I guess I didn't want to be reminded of A.I.: Artificial Intelligence that many times when watching a kids movie. For starters (spoiler alert!), the Astro Boy of the title is a robot, not a flesh-and-blood human. You probably knew that already. But what you might not know is that he's a robot designed to look like the son of his inventor, who gets vaporized when trapped inside a military experiment gone wrong. That's right, you meet Toby, the model for the eventual Astro Boy, for about ten minutes at the beginning of the movie before he basically blows up, leaving only his baseball cap behind. I'm not saying you see chunks of little kid raining from the sky, but the fact remains -- this little boy gets killed at the start of the movie. Heavy, and not in a good way.

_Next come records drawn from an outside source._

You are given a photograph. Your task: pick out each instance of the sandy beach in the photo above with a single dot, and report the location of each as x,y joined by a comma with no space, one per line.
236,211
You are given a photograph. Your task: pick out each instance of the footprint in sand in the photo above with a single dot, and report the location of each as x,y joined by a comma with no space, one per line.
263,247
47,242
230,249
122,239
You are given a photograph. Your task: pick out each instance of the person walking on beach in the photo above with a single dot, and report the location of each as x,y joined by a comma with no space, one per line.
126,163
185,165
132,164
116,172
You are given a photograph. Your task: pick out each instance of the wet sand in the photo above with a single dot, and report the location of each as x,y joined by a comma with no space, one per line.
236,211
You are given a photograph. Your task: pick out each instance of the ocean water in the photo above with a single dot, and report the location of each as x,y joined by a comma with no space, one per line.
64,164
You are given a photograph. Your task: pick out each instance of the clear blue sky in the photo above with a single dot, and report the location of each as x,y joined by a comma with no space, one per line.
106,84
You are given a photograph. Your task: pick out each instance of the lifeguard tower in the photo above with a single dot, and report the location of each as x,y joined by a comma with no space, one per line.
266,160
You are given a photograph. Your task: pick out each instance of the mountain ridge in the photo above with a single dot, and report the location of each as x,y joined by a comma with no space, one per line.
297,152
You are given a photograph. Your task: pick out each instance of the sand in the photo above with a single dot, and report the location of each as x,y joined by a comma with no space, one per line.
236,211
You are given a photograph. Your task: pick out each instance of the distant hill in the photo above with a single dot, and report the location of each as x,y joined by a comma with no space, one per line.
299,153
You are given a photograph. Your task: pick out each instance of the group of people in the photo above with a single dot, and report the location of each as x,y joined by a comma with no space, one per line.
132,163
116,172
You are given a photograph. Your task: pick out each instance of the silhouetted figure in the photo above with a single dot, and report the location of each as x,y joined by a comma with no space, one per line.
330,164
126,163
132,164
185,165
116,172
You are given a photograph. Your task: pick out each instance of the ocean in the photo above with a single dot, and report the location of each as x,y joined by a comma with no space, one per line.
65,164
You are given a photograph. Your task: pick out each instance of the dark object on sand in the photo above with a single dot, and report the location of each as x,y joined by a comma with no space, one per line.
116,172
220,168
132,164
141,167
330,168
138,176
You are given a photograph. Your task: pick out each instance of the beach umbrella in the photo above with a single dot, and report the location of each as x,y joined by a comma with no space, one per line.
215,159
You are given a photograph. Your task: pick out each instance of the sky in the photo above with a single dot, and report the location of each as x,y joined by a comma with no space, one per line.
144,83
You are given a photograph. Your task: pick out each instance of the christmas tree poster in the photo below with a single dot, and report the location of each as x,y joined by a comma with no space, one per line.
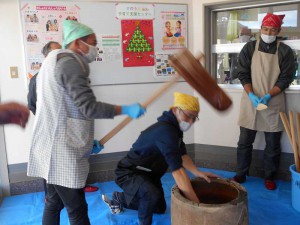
137,43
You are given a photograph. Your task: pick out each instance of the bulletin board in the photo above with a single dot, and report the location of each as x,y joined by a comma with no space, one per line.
110,23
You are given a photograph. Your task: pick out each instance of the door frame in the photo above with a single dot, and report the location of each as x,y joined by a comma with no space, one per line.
4,178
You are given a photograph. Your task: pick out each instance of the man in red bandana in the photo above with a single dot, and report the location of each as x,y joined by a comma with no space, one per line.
266,69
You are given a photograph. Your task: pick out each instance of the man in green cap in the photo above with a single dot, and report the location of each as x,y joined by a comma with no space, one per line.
63,129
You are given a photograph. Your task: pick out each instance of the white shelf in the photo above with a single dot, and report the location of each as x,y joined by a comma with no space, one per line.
237,47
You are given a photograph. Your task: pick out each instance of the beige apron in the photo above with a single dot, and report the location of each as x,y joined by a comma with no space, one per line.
264,74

What follows is a dreadfully formulaic story of the robot simulacrum getting cast out by its creator (and how mean is that, character voiced by Nicolas Cage?), then trying to find his way in the world in the hopes of eventually trying to win back the love of his "father." Along the way Astro Boy meets a handful of precocious kids (who are being looked after by a Fagin-like character, in the umpteenth Oliver Twist reference I've seen in a film recently), and crosses paths with a bunch of British-accented robots who belong to the RRF (Robot Revolutionary Front). Booo-ring. Didn't really want to be reminded of 2005's Robots while watching this, either. Another thing we tend to count on in animated movies, in addition to the visuals: that the script will be good. But the dialogue was almost totally without cleverness, the story irredeemably trite.
And the visuals themselves? Those have to be the saving grace, the trump-all, the real reason I decided to buy a ticket -- right?
Good but not great. A little washed out.
Maybe I'll wait for video on Planet 51.